Speaker: Gideon Zamba (U. Iowa)
Title: Recurrence of Subsequent Malignancies following Diagnosis of and Treatment for Hodgkin Lymphoma Diagnosis
Abstract: Hodgkin’s Lymphoma (HL) is a type of cancer that affects the lymphatic system and compromises the body’s ability to fight infection. HL typically starts in white blood cells. HL occurs when a specific type of cell, the Reed-Stenberg cell, is present in the host’s system, causing the body’s infection fighting cells to develop a mutation in their DNA. Each year, there are several thousand people in the United States and worldwide who develop HL. Although there are many prognostic factors for HL and post treatment malignancies, it has also been hypothesized that initial treatment after diagnosis may be associated with subsequent new malignancies or death. We explored the association between prognostic factors and subsequent malignancies using the Oncology Registry at the University of Iowa Hospitals and Clinics. In this exploration we account for subject random effect through a gamma frailty model for recurrent events, which acts multiplicatively and jointly on both the hazard of new malignancies and the hazard of death. The parameters of the model were iteratively estimated using a penalized marginal likelihood approach. The findings suggest a significant within subject correlation, and a significant treatment effect on both the hazard of recurrence and the hazard of death.
Speaker: Elizabeth Gross (San Jose State U.)
Title: Goodness of fit of statistical network models
Abstract: Exponential random graph models (ERGMs) are families of distributions defined by a set of network statistics and, thus, give rise to interesting graph theoretic questions. Indeed, goodness-of-fit testing for these models can be achieved if we know how to sample uniformly from the space of all graphs with the same network statistics as the observed network. Examples of commonly used network statistics include edge count, degree sequences, k-star counts, and triangle counts. In this talk, we will introduce exponential random graph models, discuss the geometry of these models, and show the role toric ideals play in determining the quality of model fit.
Speaker:
Leslie Hogben
Iowa State University and American Institute of Mathematics
Title:
Power domination and zero forcing: Using graphs to model real-world problems
Abstract:
A graph $G = (V, E)$ is a set of vertices $V = {1, dots , n}$ and set of edges $E$ of
two element sets of vertices.
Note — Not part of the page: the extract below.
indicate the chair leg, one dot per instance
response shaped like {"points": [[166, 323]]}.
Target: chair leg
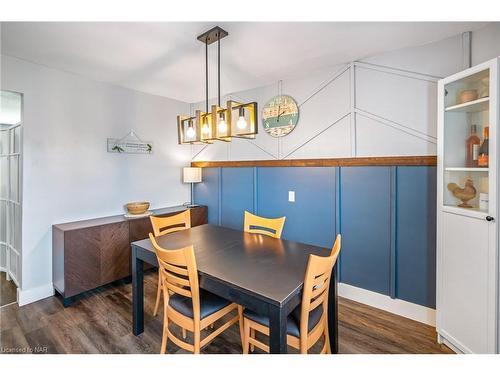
{"points": [[327, 341], [242, 329], [158, 296], [327, 336], [246, 335], [252, 335], [164, 339], [197, 340]]}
A graph can be used to model connections between
vertices, such as airline routes between cities, internet connections, a quantum
system, or an electric power network.
Power domination and zero forcing are related coloring processes on graphs.
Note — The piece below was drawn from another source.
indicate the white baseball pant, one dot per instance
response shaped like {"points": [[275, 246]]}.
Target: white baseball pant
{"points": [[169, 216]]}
We start with a set of vertices colored blue and the rest colored white. We apply
a color change rule to color the white vertices blue. A set of blue vertices that
can color all vertices blue by using the power domination color change rule (or
zero forcing color change rule) is called a power dominating set (or a zero forcing
set). Finding a such set allows us to solve various problems, and a minimum
such set can provide an optimal solution.
In an electric power network, a power dominating set (blue vertices) gives
a set of locations from which monitoring units can observe the entire network.
In a quantum system, a zero forcing set (blue vertices) gives a set of locations
from which the entire system can be controlled.
This talk will describe power domination and zero forcing processes on
graphs and some of their applications.